Prof. William Bazeyo, who heads the Fund says Uganda will have homegrown solutions in the next three months as several studies are in the offing. Some, like the one which is testing the use of plasma for previously affected COVID-19 people to treat new infections, are strictly medical.
Others are responding to the social dimensions of the epidemic. For example, Bazeyo says, a study exploring how schools and busy business places like Kikuubo can continue working safely in the wake of the second wave of infections, is underway.
Such studies are important because, as the Health Minister, Dr Jane Ruth Aceng says, the government is baffled by the poor uptake as measures to control COVID-19, yet they were informed by thorough counsel from scientists and blended this with a strong communication campaign which involved using a mix of socialites, scientists and politicians to urge people on how to safeguard themselves.
Some officials have hinted on the fact that this complacency could push Uganda into another lockdown and other countries have indeed reinstituted lockdowns with a rebound of injections. But, this is not yet an option they are considering here.
Aceng said the lifting of the lockdown was a request by the people that they risked doing even as they knew infections will shoot up.
A mathematical modelling study undertaken by Makerere University department of Mathematics released in June had informed them that lifting the lockdown early on would cause a surge of infections by August, to as much as 10,000 people testing positive.
Prof Joseph Mugisha, who was the first to mathematically model how Uganda’s Pandemic is likely to turn out said the study showed them that the second wave of infections starting in Uganda could have been avoided if the total lockdown was delayed to October and people strictly adhered to Standard Operating Procedures of hand washing or sanitizing, wearing a mask and maintaining the recommended physical distancing.

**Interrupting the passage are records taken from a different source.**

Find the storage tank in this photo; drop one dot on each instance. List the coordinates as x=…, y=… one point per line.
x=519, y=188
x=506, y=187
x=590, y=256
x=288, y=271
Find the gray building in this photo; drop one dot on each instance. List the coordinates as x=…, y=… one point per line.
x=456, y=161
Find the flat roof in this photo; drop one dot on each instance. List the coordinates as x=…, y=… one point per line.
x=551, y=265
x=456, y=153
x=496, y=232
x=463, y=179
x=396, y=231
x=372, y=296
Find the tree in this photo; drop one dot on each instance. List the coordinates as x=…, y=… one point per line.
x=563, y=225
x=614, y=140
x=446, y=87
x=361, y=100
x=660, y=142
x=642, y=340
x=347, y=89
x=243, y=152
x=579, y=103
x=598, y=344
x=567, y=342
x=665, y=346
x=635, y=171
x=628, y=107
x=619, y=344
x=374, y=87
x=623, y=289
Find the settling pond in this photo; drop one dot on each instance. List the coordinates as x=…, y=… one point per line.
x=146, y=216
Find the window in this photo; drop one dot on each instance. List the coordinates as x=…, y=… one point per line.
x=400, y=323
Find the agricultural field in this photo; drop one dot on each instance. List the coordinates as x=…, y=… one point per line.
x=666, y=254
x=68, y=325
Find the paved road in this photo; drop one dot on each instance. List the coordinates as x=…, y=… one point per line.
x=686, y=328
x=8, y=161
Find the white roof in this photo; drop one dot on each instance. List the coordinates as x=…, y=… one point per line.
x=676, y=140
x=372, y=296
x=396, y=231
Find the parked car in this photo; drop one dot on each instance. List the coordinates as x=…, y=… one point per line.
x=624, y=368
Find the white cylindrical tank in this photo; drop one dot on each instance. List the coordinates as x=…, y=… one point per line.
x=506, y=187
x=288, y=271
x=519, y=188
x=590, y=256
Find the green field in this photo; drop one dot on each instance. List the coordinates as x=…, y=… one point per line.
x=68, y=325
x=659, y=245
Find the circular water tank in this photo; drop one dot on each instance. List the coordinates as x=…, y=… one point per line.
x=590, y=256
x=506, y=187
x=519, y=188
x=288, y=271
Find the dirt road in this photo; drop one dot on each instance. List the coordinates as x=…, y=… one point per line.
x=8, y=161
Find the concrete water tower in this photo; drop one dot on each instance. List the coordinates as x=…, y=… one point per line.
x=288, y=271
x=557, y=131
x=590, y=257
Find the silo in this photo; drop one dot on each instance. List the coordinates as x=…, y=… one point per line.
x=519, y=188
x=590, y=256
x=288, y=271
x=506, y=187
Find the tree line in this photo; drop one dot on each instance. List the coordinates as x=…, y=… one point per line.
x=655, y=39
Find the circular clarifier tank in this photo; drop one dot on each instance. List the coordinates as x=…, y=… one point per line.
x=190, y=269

But, Aceng said they had to weigh in a lot of factors but mostly the risk to health versus the economic injury keeping people away can create. She says they thought that people would be vigilant enough to take the prevention directives seriously.
We spoke to a behaviour scientist to explain why aggressive public health campaigns didn’t have a lasting effect. This is according to Dr Joseph Matovu a behavioural scientist and senior research associate at the School of Public Health.
He says when people’s opinion on the public health interventions is not sought, they tend to comply initially, while in shock, but soon fall back especially as doubts start kicking in.
By Monday, a total of 325,637 samples had been tested for COVID-19 whereby 1,560 have been confirmed positive to date. However, of the positives, 1,165 have recovered and have since been discharged from the various treatment centres where they had been isolated for care.
This report was supported by the Africa Women Journalism Project (AWJP) in partnership with the International Center for Journalists (ICFJ).